Às vezes interrogo-me sobre quais as vantagens e desvantagens de ter académicos no Governo. As desvantagens são óbvias. São geralmente pessoas que não têm experiência de liderança de equipas, essencial num ministério ou secretaria de Estado. Estão habituadas a ter tempo para pensar, o que dificilmente encontrarão nos ministérios. E, se calhar mais importante, estão habituadas a especular e a testar várias hipóteses até acertar com a resposta, o que obviamente deixam de poder fazer.
Também encontro algumas vantagens. Têm uma boa profissão à sua espera quando saírem do Governo; a liberdade de poder virar as costas e bater com a porta dá-lhes independência. Muitos académicos estão habituados a trabalhar 60, 70 ou 80 horas por semana durante semanas a fio, o que pode ser útil em determinadas alturas. Deseja-se também que conheçam as pastas que vão liderar. Mas o que mais se espera de um académico é seriedade intelectual.
Por exemplo, nunca um académico diria que o aumento de colocados no Ensino Superior “representa a morte de um modelo de desenvolvimento que a direita quis impor no país, um país sem salários, sem direitos e sem Estado social”. (Alegação particularmente absurda se nos lembrarmos que o número de candidatos tem vindo a subir desde 2014.) Essa seriedade nota-se em detalhes. Por exemplo, nunca ouvimos, nem ouviremos, o ministro da Economia, Caldeira Cabral, a dizer que a subida das exportações é mérito do Governo. Tal como não o ouviremos dizer que é o Governo que cria empregos.
Confesso que já nada esperava do ministro das Finanças. Ao vê-lo num Governo que faz sistematicamente o oposto daquilo que Centeno defendeu durante décadas, dava-o como perdido. Mas, esta semana, Centeno surpreendeu-nos por duas vezes com a sua inusitada candura.
Surpreendeu-nos quando reconheceu que não podia afirmar que os portugueses pagariam menos impostos. Na verdade, reconheceu o óbvio: há impostos directos e indirectos; como a economia não cresce, se não aumentam os impostos directos então terão de aumentar os indirectos. Ou seja, os impostos sobre o consumo, como os impostos sobre os combustíveis. Que seja um Governo de esquerda a optar por este tipo de fiscalidade é mais uma idiossincrasia portuguesa.

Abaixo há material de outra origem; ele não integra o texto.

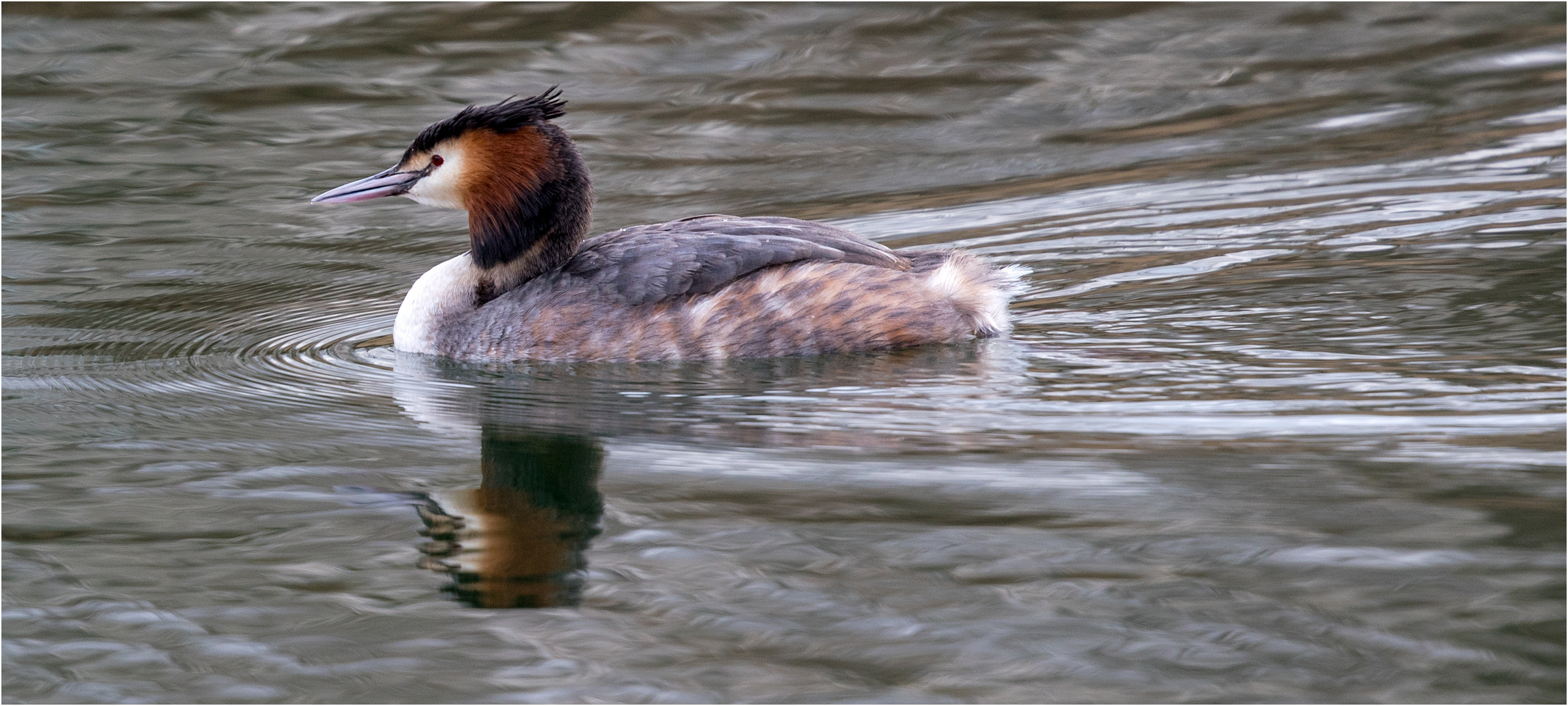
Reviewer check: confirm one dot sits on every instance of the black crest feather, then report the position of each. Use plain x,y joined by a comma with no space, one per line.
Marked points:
509,115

Voltou a surpreender todos quando, há dois dias, numa entrevista à CNBC, à pergunta sobre se ia fazer tudo o que estivesse ao seu alcance para evitar um segundo resgate, respondeu que sim. Ou seja, reconheceu que o segundo resgate era uma possibilidade real. E, quando lhe perguntaram o que faria se a Comissão Europeia lhe exigisse ajustamentos aos seus esforços, respondeu que os faria, tal como já o tinha feito no Orçamento do Estado de 2016. Ou seja, se as reversões deste ano foram pagas com impostos indirectos, para o ano acontecerá o mesmo.
Apesar do optimismo irritante do primeiro-ministro, ficámos a saber que há quem no Governo tenha consciência de que o risco de um segundo resgate (que seria o quarto em democracia) é real. Mário Centeno pode ser politicamente inábil e trapalhão, mas, ao menos, não nega a realidade. O risco de necessitarmos de um novo resgate existe. Basta que o Banco Central Europeu deixe de apoiar a nossa dívida pública no mercado secundário; o que acontecerá se a agência de notação financeira DBRS baixar a classificação que nos atribui. Na semana em que a ARC Ratings colocou a nossa dívida sob vigilância negativa, negar esta possibilidade é estúpido.
Mas, mesmo sem quaisquer agências de rating, bastaria ver como o diferencial entre as taxas de juro portuguesas e as de qualquer outro país relevante têm aumentado ao longo dos últimos 18 meses para entender que os mercados atribuem um risco cada vez maior ao nosso país. Num ano e meio, sem que o BCE o conseguisse contrariar, a diferença entre a taxa de juro da dívida portuguesa e a espanhola foi multiplicada por cinco, tendo aumentado de 0,4 para 2,2 pontos percentuais.
Podemos discutir se o risco de um segundo resgate é elevado ou baixo, mas, com seriedade intelectual, não podemos negar que existe. Quanto a Mário Centeno, podem acusá-lo de ingenuidade, mas não de desonestidade. E não merece castigo quem diz a verdade.